One of my more useful recent experiences involved editing myself down to meet
a submission limit, and that really forced me to focus on the most important
parts of the message, even though I thought there were some nice things that
had to be dropped. It was also in another language, and so it was also a
useful exercise in being concise and still coherent, which I hope I managed.
Editing stuff can be infuriating because it means spending even more time on
something that you want to just write, publish and be done with, so I guess
I'm not really much of a blogger. ;-)
> I think "fair"phone deserve a slap,nuge,etc.
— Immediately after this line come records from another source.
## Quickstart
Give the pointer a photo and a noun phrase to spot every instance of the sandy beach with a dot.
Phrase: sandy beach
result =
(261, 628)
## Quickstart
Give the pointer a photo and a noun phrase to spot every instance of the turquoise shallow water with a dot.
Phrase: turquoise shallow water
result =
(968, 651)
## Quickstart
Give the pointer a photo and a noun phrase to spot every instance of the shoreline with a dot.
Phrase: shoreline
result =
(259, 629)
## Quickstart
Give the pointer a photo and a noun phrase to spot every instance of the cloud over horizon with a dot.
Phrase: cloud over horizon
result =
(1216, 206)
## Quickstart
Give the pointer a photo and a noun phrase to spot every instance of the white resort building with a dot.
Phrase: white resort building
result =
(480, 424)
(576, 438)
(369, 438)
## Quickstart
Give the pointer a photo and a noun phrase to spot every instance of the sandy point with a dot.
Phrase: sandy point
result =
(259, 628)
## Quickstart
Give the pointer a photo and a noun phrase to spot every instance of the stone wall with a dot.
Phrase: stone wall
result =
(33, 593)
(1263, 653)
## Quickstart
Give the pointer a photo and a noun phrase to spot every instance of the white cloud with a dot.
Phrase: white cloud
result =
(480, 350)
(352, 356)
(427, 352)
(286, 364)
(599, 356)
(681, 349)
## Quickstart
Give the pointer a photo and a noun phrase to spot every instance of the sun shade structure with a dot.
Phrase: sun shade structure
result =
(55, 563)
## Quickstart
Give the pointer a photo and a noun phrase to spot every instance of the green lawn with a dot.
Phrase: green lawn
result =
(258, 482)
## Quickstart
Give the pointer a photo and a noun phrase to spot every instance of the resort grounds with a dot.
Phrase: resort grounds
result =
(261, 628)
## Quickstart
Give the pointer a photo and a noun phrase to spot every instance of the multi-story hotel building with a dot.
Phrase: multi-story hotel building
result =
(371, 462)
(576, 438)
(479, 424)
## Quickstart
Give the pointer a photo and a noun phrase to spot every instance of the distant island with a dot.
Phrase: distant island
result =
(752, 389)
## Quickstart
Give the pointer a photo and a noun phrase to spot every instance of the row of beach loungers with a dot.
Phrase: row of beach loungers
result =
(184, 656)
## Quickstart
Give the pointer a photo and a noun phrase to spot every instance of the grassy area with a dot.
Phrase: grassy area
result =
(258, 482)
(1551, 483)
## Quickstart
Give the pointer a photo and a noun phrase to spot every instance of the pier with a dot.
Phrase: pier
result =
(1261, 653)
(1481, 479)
I've been most frustrated
> with them and completely disappointed in them. while I thank them for
> making the sources of the minerals not (so?) evil. there thinking,policy
> about software has been bs :(. it still status quo of a new hole product
> each year or 2 to replace what could be a perfectly good working one if
> it wasn't for the software. it's like there just another group vs group
> and with this group there aim so to keep miners employed at all costs.
> while claiming the better morals :(
I don't think the miners really want to keep doing their jobs if they could be
doing something nicer, but that leads to the problem of economic development
in those countries. And that's not a developed versus developing world issue:
mining was big in places like the UK for a long time, but you have to ask
whether sufficient opportunities were created when those industries were run
down a few decades ago. Still, I'm going a bit off-topic here and will
exercise restraint to keep the message short. ;-)
> so thats why i will never get a unfair-to-me-phone.
One thing Fairphone has arguably managed to achieve is a very public focus on
sourcing, as we saw recently with accusations (the Panorama programme on the
BBC, I think) about Apple's tin sourcing from Indonesia, with the apparent
need for a response by Apple's CEO and assertions (like we've seen around fair
employment) that Apple is supposedly improving the situation.
But on matters of privacy, ownership of devices, and competition issues, the
situation is as dire as it was for the personal computer industry, if not
worse. Here, it's no longer sufficient to deliver an unfair device that's
produced in a relatively fair way, and then to claim that it is "fair".